In Paris, we’ve been dealing with onslaughts of chic coming from many designers who all seem to want to own that word in their unique way. Except the references are drawn from vaguely the same place – a late 50s to 70s film set where the female lead is always elegant, French and immaculately dressed. This mood didn’t escape Jean Paul Gaultier who turned back time from last season’s Kiss-rock antics and delighted the French crowd by opening with comedienne and actress Valerie Lemercier who quite possibly had the biggest bouffant one had ever seen on the catwalk.
All the better to slink around the catwalk with as she performed a semi-strip tease opening and closing the show. In between we got a great deal of riffing off that bourgeois conservatism that saw a supreme range of outerwear, mainly two-part knee length coats that would start with wool and end in a band of leather. Pussy bow blouses, trenches both long and short and charcoal grey suiting were also mainstays of these ladies-who-lunch look. You could never say these are conservative looks though as Gaultier pushes each ensemble to the outer regions of chic by glamping it all up with brocade, fur, leather and the greying beehive hair that made some of the models look like surreal entities.

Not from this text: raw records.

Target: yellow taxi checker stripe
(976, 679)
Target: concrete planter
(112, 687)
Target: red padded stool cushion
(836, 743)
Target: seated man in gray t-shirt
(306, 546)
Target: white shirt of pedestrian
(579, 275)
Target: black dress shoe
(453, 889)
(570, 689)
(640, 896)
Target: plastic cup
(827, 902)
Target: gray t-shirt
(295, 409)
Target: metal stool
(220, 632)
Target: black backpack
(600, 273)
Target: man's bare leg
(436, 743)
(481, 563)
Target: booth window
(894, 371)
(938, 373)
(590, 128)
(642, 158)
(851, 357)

Nods to glamourous après-ski attire were made in the fur-trimmed ski jackets worn over trousers with stirrup. It probably wasn’t Gaultier’s reference but it felt a little Carry On-esque as each model threw their coats and jackets off onto the floor and had scarves trailing them. It was a demure chuckle from France’s enfant terrible rather than a collection that tried to go for maximum subversion and that resulted in some cheeky chic that will be pleasing to many.